Taotao Feng: I think the music generated by AI feels very similar to the original song, but the actual difference is still quite obvious. Especially if you have listened to Bach's original music, you will find that the beginning part is very shocking. This sense of shock is strongest when listened to in a church or a wide space.
Taotao Feng: Let’s only compare the beginning of . The shocking feeling at the beginning of Bach's music and the subsequent clarity of each part are difficult to directly achieve with AI's current training methods. What I want to emphasize most is that the first impression of the music generated by AI is quite different from the original music. Bach's music is very clear in the processing of voices, while the AI-generated music seems a bit vague in this regard.
In fugue music, it is a very obvious feature that two voices echo each other. First, the first voice proposes a theme, and the second voice repeats the theme, forming a dialogue effect. In fugue writing, the same melody is repeated in different parts with variations, but even during the variations, the listener can still recognize that they originate from the same theme.
However, in the music generated by AI just now, the echo between the voices and the consistency of the theme are not obvious, and can be said to be quite vague. To me, the music generated by ai sounds muddled, with the various parts of the sound stuck together. Although the sound of the pipe organ and the existence of two voices can be recognized, they lack a clear theme and rigorous logic, which is something that AI has not yet been able to achieve in .
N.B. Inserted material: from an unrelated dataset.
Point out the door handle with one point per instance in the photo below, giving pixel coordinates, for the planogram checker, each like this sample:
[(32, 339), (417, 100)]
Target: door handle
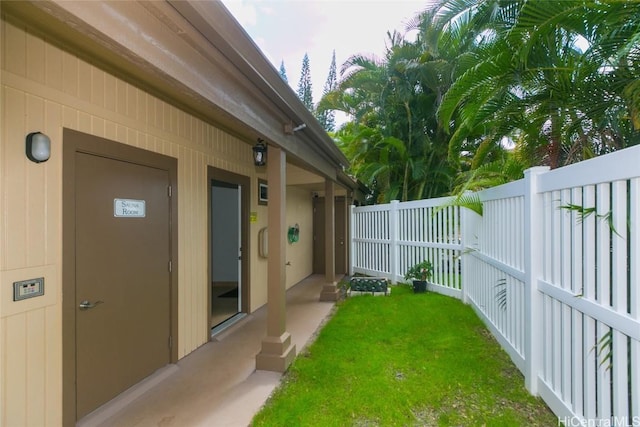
[(86, 305)]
"Silicon Valley 101": The logic of fugue music is very rigorous. Does this mean that it is more suitable for AI generation? Because AI is good at handling logical and formulaic tasks.
roger: Research in the field of ai music has indeed been going on for many years, including fugue music. Bach's music scores are easy to find online, and AI can use these logical music data for modeling. At the symbolic level, AI has been able to simulate fugue music very well, including themes and variations.
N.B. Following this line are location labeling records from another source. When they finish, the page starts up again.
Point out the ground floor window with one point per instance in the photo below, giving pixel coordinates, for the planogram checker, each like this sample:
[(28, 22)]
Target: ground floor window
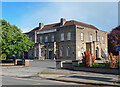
[(42, 53), (36, 53), (30, 53), (61, 51), (68, 51), (82, 51), (79, 53)]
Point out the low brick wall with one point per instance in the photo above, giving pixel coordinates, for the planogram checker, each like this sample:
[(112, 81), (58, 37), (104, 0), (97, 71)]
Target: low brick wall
[(98, 70), (67, 65)]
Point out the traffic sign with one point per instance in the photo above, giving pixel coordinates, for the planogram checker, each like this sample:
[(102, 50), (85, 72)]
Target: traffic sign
[(117, 48)]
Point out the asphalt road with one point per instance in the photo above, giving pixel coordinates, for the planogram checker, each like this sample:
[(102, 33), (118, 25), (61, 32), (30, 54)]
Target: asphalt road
[(28, 75)]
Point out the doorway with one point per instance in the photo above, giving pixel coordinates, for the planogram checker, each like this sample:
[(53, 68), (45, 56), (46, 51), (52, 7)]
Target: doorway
[(50, 54), (97, 52)]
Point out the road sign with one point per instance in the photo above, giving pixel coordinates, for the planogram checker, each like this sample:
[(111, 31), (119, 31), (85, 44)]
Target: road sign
[(117, 48)]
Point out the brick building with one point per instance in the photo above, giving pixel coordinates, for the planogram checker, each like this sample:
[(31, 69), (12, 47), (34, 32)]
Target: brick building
[(67, 40)]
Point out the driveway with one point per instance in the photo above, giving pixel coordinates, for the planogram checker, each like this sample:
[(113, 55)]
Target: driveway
[(35, 67)]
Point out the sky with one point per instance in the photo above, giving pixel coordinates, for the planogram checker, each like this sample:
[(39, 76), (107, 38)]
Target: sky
[(28, 15)]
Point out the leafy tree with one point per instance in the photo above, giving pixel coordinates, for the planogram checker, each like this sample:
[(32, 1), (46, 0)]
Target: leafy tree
[(113, 40), (13, 40)]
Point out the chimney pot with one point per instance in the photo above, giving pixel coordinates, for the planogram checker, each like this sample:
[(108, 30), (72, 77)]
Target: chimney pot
[(41, 25), (62, 21)]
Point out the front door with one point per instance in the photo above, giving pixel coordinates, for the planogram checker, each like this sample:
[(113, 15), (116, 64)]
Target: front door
[(50, 54), (97, 52), (88, 46)]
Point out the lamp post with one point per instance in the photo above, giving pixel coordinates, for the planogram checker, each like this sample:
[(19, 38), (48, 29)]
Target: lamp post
[(118, 49)]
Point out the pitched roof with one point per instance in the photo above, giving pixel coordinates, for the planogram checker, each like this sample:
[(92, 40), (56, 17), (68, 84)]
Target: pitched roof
[(67, 23)]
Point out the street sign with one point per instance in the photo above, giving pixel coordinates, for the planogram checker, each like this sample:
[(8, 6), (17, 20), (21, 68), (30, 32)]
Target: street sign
[(117, 48)]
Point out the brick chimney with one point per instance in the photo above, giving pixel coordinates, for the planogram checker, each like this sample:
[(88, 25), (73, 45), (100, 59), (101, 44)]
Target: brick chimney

However, current end-to-end generation systems, such as suno, are not specifically designed to generate fugue music. The effect generated by the AI depends on its training data. If the AI has only heard one fugue track, it may not learn well. In AI music generation, AI systems that are biased toward logical reasoning may perform better when processing music such as fugue music.
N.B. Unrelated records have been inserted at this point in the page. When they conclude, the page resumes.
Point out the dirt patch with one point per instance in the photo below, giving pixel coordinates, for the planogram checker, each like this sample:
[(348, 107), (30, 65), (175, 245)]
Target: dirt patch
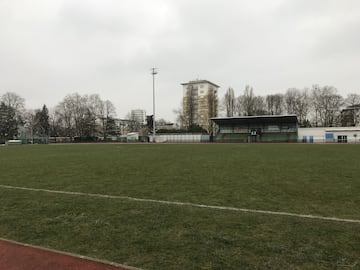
[(17, 256)]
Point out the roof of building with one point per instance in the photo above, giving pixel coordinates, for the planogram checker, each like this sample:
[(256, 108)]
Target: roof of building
[(200, 81), (255, 119)]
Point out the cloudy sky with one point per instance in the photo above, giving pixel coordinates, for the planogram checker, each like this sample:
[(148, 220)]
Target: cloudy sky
[(49, 49)]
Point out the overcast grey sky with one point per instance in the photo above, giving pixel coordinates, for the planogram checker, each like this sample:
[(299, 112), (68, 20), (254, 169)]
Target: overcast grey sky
[(49, 49)]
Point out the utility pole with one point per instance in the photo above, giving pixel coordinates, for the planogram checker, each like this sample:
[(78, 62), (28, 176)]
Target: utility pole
[(153, 73)]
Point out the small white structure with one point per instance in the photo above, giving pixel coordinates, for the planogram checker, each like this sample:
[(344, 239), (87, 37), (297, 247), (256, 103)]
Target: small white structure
[(329, 135), (132, 137)]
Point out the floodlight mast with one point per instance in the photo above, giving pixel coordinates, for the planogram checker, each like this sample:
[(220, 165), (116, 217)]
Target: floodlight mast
[(153, 73)]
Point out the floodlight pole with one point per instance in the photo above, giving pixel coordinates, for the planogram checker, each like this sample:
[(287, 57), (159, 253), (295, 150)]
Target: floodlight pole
[(153, 73)]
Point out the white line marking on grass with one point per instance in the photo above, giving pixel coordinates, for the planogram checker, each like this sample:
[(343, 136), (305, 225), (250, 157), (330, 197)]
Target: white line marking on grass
[(185, 204)]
04 The creativity of creators is wide open: adding a random number mechanism to music
"Silicon Valley 101": Teacher Feng, as a professional musician, do you have any special questions about using AI to create music?
Taotao Feng: We usually think that great composers create by inspiration, but I think music may have more to do with cognitive science. All emotions and thoughts are ultimately boiled down to electrical signals or chemicals.
Why do some music make people feel happy while others feel sad? AI has many intersections with music disciplines in the music research process and can conduct many interesting studies.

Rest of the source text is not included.